NDP Leader Rachel Notley said the impact of the measures will come too late for many Alberta businesses and workers.

“We are facing an economic crisis,” said Notley. “We can’t afford to continue to sit back and watch more Albertans lose their livelihoods. We need bold action and we need it now.”

“The federal government has announced a 75 per cent wage subsidy plan for businesses, but it still requires legislative introduction and approval from the House of Commons and the Senate. By the time federal support arrives, some companies will have been closed for almost two months without any revenue. The provincial government has brought in measures to defer taxes, loans, and utility payments, but according to business owners, this isn’t enough to save their businesses and only adds to their debt levels.”

While construction season has already begun, Kenney suggested the surge in work would likely be most noticeable by the summer.

The Director of Parkland County Community Services, Sarah Mate, said the county is already in talks with the province on their prime targets for funding in the region.

“We are in discussions with the province on our infrastructure priorities,” Mate said Thursday.

Kenney also said rural Alberta businesses could be offered earlier opening timelines and more relaxed measures from those in urban centres because they would likely be in low-spread zones, Kenney said.

The premier also reviewed the big picture in the fight against COVID-19 in the province. He confirmed there have been 29 deaths in Alberta to Thursday morning. He also warned that it’s going to get much worse moving into May.

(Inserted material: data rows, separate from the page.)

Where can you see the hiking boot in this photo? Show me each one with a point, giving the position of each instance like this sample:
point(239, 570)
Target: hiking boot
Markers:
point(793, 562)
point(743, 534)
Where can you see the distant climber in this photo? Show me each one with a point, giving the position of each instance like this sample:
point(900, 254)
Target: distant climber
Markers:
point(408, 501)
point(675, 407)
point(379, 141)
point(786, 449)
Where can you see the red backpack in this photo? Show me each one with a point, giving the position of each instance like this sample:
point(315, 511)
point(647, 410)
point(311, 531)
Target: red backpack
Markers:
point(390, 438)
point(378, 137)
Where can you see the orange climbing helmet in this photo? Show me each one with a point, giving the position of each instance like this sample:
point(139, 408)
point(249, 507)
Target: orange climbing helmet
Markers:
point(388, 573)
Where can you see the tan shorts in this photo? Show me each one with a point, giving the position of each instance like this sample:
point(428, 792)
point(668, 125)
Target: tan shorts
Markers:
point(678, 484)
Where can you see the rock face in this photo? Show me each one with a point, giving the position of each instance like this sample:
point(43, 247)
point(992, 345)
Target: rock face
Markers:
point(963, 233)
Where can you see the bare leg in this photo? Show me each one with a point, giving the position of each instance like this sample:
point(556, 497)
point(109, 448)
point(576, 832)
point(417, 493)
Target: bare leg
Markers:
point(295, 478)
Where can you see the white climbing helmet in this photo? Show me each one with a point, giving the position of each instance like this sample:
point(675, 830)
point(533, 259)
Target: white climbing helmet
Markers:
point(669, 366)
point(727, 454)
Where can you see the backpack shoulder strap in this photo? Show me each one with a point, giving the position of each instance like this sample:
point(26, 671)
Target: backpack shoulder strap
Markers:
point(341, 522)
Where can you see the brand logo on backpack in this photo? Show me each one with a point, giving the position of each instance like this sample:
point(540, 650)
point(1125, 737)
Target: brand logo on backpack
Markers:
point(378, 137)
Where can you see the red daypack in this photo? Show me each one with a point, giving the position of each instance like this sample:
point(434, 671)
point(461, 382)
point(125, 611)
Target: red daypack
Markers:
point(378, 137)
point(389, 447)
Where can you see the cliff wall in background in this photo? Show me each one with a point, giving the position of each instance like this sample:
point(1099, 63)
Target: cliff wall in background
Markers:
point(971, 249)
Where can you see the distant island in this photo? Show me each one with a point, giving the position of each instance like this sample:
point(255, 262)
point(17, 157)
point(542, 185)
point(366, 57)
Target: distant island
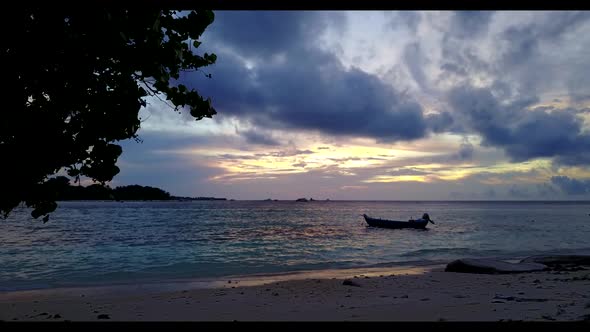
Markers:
point(64, 191)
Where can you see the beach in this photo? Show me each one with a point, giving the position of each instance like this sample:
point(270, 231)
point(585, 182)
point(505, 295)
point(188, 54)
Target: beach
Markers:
point(409, 293)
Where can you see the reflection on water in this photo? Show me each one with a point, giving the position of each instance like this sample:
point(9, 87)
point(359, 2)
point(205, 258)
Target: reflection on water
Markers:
point(106, 242)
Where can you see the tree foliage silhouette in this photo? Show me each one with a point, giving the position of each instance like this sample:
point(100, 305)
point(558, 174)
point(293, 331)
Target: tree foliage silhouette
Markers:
point(77, 80)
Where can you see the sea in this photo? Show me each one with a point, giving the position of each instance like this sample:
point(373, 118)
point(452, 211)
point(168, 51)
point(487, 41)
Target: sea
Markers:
point(88, 243)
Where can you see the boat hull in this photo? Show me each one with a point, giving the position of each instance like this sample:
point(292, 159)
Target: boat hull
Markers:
point(384, 223)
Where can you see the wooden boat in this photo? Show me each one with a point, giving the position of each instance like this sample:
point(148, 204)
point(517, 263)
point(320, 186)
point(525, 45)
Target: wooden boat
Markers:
point(418, 224)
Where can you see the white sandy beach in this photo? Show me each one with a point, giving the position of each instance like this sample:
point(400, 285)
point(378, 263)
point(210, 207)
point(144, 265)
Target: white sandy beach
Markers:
point(385, 294)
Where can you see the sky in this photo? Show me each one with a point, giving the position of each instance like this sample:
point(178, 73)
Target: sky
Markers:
point(372, 105)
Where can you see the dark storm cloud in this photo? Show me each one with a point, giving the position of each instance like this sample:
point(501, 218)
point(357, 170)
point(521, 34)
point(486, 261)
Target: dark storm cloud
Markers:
point(571, 186)
point(518, 192)
point(296, 85)
point(524, 40)
point(263, 33)
point(523, 53)
point(415, 60)
point(523, 134)
point(465, 151)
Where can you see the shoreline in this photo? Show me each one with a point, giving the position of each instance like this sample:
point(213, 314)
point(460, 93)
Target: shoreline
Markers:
point(210, 281)
point(377, 293)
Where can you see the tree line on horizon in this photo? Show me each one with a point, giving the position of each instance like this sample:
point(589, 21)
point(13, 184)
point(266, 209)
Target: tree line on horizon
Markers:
point(62, 189)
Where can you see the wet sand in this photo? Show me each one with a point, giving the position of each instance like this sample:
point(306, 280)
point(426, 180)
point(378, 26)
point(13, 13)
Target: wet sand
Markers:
point(420, 293)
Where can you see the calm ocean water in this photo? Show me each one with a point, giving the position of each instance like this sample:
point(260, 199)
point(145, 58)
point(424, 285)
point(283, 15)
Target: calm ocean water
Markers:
point(109, 242)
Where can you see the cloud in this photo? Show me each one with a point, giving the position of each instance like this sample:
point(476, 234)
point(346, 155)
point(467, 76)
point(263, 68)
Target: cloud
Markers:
point(295, 85)
point(517, 192)
point(254, 137)
point(571, 186)
point(523, 134)
point(469, 24)
point(465, 151)
point(407, 19)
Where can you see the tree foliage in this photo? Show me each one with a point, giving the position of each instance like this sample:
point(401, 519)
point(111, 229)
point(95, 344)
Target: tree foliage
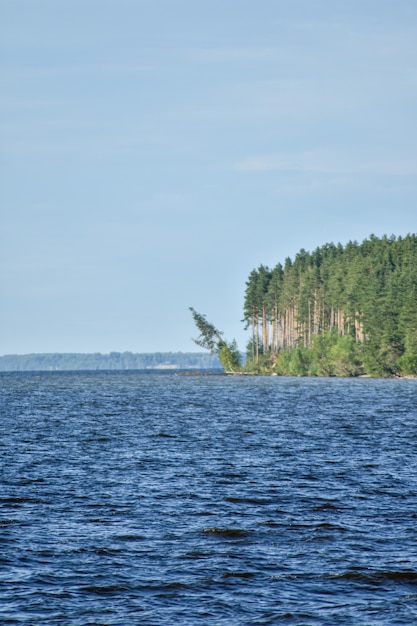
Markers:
point(211, 339)
point(337, 310)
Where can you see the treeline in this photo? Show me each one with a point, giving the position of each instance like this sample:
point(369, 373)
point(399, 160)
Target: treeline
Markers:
point(340, 310)
point(112, 361)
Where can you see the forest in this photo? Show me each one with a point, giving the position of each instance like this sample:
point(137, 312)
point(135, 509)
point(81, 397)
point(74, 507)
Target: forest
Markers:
point(338, 311)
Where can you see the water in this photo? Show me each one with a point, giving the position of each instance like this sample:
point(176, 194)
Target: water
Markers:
point(132, 498)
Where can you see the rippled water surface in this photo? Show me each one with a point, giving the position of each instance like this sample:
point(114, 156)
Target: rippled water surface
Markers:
point(132, 498)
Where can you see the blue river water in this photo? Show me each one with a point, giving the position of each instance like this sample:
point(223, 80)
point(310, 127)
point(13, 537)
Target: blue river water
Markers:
point(160, 499)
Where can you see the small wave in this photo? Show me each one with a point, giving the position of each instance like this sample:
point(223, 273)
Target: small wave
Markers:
point(20, 500)
point(228, 533)
point(376, 577)
point(256, 501)
point(103, 590)
point(238, 575)
point(131, 537)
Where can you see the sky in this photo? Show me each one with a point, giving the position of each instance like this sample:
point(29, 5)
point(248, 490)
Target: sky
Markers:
point(154, 152)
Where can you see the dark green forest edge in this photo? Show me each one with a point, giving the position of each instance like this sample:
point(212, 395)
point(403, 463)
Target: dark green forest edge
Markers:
point(338, 311)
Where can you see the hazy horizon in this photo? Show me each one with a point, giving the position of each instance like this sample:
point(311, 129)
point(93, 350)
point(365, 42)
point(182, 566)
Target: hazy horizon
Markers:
point(154, 153)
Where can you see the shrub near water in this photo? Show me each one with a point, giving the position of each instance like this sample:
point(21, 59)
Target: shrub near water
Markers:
point(329, 355)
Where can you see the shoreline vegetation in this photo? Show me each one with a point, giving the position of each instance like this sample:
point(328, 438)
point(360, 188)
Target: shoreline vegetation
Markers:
point(338, 311)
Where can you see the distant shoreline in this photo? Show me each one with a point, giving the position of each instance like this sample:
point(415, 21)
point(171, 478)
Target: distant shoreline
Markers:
point(114, 361)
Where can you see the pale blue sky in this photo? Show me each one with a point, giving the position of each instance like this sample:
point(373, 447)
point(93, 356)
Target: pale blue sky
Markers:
point(153, 152)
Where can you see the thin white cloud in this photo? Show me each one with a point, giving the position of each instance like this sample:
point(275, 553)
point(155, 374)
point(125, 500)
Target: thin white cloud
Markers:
point(327, 163)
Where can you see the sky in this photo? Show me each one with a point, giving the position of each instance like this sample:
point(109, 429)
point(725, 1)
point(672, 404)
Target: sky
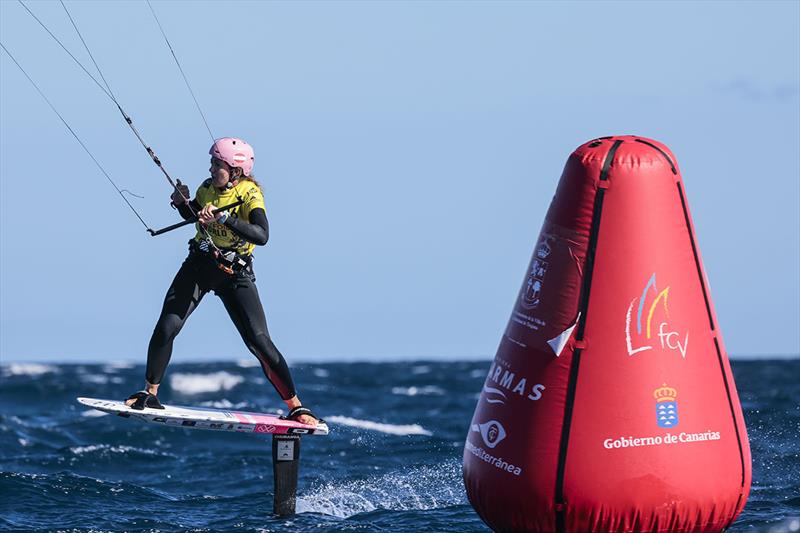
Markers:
point(408, 152)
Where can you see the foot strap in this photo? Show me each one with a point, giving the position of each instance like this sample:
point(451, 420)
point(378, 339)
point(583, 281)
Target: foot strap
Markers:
point(299, 411)
point(144, 399)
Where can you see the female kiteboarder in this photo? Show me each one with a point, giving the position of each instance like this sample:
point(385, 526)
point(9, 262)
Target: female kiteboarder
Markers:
point(220, 259)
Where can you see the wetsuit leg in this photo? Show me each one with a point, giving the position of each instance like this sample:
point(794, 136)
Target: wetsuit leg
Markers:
point(244, 307)
point(182, 298)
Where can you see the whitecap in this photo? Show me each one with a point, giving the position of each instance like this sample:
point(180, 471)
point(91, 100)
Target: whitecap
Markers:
point(118, 365)
point(428, 390)
point(200, 383)
point(29, 369)
point(391, 429)
point(94, 413)
point(91, 448)
point(416, 488)
point(223, 404)
point(97, 379)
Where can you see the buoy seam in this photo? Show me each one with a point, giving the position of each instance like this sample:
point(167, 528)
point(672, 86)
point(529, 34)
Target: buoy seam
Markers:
point(662, 152)
point(696, 256)
point(560, 504)
point(716, 340)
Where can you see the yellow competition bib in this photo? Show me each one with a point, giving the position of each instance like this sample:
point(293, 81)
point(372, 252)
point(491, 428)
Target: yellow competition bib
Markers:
point(223, 237)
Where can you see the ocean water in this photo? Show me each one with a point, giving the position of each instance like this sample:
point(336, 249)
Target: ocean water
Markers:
point(391, 463)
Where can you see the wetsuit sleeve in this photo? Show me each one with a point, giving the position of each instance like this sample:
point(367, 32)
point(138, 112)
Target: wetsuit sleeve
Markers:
point(255, 231)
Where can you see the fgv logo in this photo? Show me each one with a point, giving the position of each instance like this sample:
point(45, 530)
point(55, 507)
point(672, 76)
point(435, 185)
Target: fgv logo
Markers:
point(644, 334)
point(492, 432)
point(666, 406)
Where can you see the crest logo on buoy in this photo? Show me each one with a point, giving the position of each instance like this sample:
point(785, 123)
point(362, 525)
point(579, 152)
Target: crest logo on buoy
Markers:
point(492, 432)
point(666, 406)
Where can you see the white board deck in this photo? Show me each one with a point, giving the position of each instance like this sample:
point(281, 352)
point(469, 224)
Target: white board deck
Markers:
point(206, 418)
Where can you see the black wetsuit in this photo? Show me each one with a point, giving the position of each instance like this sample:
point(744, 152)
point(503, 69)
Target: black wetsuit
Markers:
point(200, 274)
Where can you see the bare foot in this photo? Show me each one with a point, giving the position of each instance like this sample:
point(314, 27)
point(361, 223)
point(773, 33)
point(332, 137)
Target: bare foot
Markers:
point(293, 402)
point(149, 387)
point(308, 420)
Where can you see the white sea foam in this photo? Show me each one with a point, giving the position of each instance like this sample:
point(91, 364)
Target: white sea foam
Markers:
point(427, 390)
point(97, 379)
point(28, 369)
point(224, 404)
point(200, 383)
point(391, 429)
point(107, 448)
point(118, 365)
point(418, 488)
point(93, 413)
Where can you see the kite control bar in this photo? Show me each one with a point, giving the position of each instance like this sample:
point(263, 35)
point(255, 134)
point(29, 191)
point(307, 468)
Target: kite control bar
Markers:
point(193, 219)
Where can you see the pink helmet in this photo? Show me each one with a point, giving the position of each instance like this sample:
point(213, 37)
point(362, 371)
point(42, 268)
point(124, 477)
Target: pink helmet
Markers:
point(235, 152)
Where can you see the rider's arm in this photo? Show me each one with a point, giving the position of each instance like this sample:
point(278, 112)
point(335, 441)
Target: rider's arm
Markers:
point(255, 231)
point(186, 212)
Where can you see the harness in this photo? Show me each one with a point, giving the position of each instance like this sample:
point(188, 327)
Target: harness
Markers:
point(229, 261)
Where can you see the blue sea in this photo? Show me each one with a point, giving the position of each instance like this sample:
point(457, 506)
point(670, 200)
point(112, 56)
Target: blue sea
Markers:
point(391, 463)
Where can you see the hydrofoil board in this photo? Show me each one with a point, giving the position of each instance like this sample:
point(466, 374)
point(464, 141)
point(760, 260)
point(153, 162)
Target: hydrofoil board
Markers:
point(207, 418)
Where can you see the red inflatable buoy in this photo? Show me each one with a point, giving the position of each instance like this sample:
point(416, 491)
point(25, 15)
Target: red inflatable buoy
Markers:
point(610, 405)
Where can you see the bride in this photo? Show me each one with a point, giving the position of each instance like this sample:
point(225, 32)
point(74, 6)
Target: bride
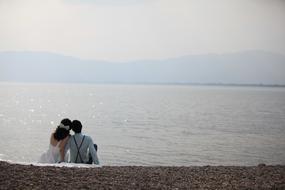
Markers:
point(58, 139)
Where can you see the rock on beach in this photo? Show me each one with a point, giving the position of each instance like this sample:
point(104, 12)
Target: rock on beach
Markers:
point(16, 176)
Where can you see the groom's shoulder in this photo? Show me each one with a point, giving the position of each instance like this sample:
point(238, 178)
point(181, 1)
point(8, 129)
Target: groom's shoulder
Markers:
point(88, 137)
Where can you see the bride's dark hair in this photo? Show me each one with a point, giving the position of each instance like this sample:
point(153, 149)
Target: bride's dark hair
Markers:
point(60, 133)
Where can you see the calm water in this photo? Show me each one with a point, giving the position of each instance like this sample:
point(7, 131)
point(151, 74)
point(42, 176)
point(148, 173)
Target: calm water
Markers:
point(149, 124)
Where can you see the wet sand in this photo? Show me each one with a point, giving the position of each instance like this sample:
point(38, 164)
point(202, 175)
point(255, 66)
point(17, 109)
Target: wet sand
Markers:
point(15, 176)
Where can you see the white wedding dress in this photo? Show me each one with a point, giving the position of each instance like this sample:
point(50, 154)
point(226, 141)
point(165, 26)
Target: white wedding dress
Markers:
point(52, 155)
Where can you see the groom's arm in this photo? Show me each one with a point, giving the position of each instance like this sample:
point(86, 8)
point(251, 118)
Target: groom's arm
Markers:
point(93, 152)
point(67, 147)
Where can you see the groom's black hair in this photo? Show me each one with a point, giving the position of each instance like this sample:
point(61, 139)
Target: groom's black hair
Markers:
point(76, 126)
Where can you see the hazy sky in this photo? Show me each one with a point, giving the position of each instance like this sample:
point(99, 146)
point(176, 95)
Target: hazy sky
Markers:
point(141, 29)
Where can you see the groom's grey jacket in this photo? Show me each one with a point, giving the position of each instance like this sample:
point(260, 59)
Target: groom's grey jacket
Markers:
point(86, 147)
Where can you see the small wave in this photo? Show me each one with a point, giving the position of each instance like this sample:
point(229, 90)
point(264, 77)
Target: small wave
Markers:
point(63, 164)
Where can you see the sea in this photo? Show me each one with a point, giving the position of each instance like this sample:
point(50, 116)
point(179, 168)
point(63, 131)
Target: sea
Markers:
point(148, 125)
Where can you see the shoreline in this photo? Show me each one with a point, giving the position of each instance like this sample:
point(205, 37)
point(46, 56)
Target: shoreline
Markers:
point(17, 176)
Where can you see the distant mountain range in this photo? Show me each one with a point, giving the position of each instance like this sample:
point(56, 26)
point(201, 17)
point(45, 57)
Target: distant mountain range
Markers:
point(249, 67)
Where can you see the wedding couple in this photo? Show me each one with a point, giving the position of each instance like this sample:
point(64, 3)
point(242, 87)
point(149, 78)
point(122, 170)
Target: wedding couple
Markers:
point(80, 147)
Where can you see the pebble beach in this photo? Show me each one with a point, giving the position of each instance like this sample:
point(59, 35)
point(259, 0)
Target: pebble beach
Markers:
point(17, 176)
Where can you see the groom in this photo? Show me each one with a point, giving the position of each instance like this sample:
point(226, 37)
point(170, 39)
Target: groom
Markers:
point(81, 146)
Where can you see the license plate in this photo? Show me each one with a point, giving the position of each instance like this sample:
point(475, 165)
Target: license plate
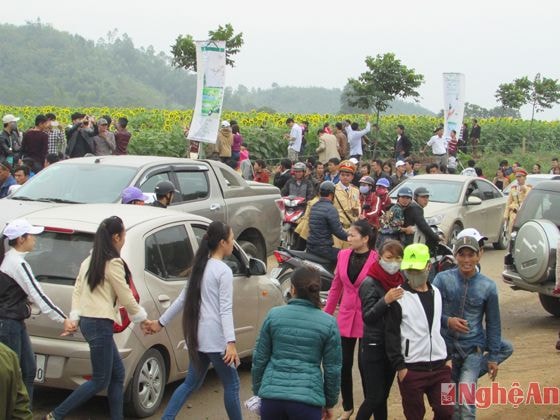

“We’re early in the curve. We expect this to get significantly worse. We expect the viral peak to be in mid-May and the peak of hospitalizations at the end of May,” Kenney said. “We’re headed for some very challenging times. I expect our downturn will be deeper and longer than in the rest of the world.”

To that end, Kenney said Energy Minister Sonya Savage was on a video call with members of OPEC to plead with them to halt their apparent drive to “crush North American oil.”